Ein Platz voller Geschichte(n)
– oder vom vergessenden Erinnern, Teil 3, Ort der Erinnerungen
Brigitte Entner
Verhinderte Gedenkfeier 1946
Anlässlich der vierten Wiederkehr der zwangsweisen Aussiedlung wollten die Opfer- und Interessensverbände der Kärntner Slowen*innen am 15. April 1946 eine Gedenkveranstaltung mit einer Messe im Dom durchführen.(27) Die Kärntner Behörden zögerten zunächst mit bürokratischen Finten die Genehmigung der Veranstaltung hinaus. Die Initiator*innen werteten dieses Vorgehen als ein taktisches Manöver. Sie vermuteten, dass es nicht gewünscht war, dass sowohl das Ausmaß der gegen die Kärntner-slowenische Bevölkerung gerichteten NS-Verfolgungsmaßnahmen als auch deren aktiver und umfassender Beitrag an der Niederschlagung des NS-Regimes dokumentiert wird. Insgesamt hatten mindestens 530 Kärntner Slowen*innen im Zuge der NS-Verfolgungsmaßnahmen ihr Leben lassen müssen. Zu dieser Zahl kommen noch jene 150 bis 200 Kärntner Slowen*innen, die im Rahmen der NS-Euthanasiemaßnahmen ermordet wurden.(28)
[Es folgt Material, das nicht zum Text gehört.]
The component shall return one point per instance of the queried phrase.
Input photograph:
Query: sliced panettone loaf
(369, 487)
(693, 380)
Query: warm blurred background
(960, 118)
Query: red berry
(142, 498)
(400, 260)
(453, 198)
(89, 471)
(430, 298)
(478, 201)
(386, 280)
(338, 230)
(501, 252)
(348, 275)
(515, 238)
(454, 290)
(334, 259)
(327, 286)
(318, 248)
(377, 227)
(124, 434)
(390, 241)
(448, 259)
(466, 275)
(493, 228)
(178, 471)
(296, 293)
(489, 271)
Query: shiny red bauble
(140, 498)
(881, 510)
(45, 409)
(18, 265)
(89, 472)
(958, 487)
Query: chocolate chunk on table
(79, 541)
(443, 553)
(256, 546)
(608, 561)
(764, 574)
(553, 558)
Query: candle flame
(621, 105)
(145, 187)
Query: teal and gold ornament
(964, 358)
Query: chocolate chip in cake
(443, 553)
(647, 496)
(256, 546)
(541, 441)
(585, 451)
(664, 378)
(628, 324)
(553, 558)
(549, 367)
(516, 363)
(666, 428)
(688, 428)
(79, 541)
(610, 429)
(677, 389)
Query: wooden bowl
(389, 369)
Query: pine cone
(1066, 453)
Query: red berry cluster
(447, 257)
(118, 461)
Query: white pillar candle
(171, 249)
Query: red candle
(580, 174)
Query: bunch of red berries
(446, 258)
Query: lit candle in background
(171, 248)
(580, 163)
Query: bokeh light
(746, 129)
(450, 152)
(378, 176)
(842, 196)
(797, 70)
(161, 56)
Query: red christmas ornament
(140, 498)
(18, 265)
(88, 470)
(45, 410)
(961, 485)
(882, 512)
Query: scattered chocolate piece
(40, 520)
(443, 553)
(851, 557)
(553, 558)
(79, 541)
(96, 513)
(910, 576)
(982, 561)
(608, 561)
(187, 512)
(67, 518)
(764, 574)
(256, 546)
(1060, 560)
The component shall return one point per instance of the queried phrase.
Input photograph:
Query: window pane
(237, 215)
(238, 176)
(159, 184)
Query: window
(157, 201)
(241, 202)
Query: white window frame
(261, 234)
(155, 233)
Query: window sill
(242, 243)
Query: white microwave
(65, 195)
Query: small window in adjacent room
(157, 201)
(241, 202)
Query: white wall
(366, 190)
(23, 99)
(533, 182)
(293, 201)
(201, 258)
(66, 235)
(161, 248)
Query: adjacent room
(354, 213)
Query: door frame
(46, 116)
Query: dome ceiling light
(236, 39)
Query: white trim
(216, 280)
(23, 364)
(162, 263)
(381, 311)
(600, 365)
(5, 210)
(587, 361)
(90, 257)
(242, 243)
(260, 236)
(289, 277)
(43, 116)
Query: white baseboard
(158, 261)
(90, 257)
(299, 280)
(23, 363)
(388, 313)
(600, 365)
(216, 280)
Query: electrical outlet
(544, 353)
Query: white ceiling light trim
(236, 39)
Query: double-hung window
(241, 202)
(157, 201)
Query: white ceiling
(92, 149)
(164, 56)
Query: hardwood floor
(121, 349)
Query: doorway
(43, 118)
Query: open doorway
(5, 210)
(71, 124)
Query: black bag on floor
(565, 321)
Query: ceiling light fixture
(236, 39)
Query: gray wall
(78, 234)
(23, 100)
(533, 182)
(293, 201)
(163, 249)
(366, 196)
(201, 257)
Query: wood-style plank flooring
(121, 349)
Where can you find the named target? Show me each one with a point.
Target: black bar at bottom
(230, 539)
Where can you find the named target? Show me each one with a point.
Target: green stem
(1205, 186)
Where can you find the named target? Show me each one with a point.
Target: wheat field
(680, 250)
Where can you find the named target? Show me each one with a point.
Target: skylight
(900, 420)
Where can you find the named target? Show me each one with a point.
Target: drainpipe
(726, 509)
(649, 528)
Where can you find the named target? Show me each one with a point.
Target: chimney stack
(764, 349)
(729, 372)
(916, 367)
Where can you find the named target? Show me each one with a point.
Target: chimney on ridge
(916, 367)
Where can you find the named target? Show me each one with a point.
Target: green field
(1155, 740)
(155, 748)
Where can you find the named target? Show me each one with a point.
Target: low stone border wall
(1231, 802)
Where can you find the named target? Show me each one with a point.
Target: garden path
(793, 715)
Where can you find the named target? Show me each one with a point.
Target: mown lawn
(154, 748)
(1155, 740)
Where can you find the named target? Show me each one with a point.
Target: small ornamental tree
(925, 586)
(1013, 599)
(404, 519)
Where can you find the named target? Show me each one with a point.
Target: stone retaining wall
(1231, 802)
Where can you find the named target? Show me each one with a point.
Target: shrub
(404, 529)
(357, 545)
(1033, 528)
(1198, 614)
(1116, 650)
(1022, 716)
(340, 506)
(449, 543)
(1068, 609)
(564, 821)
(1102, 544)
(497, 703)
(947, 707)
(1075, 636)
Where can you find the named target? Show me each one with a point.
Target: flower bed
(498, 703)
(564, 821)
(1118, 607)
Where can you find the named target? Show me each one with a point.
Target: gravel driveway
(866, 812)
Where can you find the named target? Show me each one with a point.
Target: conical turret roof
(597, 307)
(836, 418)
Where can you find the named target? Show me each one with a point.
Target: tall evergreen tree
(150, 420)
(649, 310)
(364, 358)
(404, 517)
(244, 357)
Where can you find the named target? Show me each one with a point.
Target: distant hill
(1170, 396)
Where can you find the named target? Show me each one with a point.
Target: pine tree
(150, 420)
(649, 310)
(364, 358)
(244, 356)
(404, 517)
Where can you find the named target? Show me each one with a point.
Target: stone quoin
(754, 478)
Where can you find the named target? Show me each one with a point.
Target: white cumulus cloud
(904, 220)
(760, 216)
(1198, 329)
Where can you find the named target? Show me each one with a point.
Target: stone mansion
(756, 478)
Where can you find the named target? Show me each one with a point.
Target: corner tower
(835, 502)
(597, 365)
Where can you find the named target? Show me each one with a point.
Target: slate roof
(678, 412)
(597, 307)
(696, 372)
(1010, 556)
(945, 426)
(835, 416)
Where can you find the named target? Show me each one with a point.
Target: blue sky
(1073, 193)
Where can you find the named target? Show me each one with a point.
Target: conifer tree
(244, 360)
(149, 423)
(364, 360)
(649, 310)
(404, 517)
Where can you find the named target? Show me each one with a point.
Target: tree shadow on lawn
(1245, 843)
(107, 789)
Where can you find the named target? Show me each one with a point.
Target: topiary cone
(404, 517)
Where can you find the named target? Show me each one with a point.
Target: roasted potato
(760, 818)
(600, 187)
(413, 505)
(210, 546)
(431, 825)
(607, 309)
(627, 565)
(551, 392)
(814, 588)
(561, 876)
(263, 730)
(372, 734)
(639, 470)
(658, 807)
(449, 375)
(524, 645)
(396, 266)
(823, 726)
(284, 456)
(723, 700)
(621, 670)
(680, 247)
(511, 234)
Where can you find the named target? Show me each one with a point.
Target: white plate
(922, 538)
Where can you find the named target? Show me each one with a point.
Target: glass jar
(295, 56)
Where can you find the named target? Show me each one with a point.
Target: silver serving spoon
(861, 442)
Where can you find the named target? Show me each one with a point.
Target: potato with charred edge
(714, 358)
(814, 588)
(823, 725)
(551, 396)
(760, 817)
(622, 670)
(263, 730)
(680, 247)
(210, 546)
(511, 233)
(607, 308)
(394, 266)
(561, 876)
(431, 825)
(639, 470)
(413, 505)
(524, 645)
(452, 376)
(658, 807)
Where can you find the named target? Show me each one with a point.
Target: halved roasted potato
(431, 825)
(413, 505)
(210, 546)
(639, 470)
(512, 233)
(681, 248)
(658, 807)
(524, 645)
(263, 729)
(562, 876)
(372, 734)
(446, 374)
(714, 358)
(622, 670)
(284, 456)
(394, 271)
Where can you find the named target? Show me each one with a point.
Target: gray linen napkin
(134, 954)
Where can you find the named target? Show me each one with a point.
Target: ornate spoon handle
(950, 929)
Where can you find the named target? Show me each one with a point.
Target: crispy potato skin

Erst als die politische Vertretung der Kärntner-slowenischen Bevölkerung, die Osvobodilna fronta za slovensko Koroško (Befreiungsfront für slowenisch Kärnten, OF), die Verantwortung für die Veranstaltung übernommen hatte, konnte die Veranstaltung nicht mehr aus formalen Gründen verhindert werden. Nun versuchten die Behörden mit schikanösen Maßnahmen die Zahl der Teilnehmenden möglichst klein zu halten. Zum Teil wurden ihnen am Weg die Papiere abgenommen, oder sie wurden, wie Pfarrer Janko Mikula, der als Festredner vorgesehen war, kurzerhand verhaftet. Dennoch zählten die Sicherheitsbehörden mehr als 1.000 Personen, die zur Veranstaltung gekommen waren.(29)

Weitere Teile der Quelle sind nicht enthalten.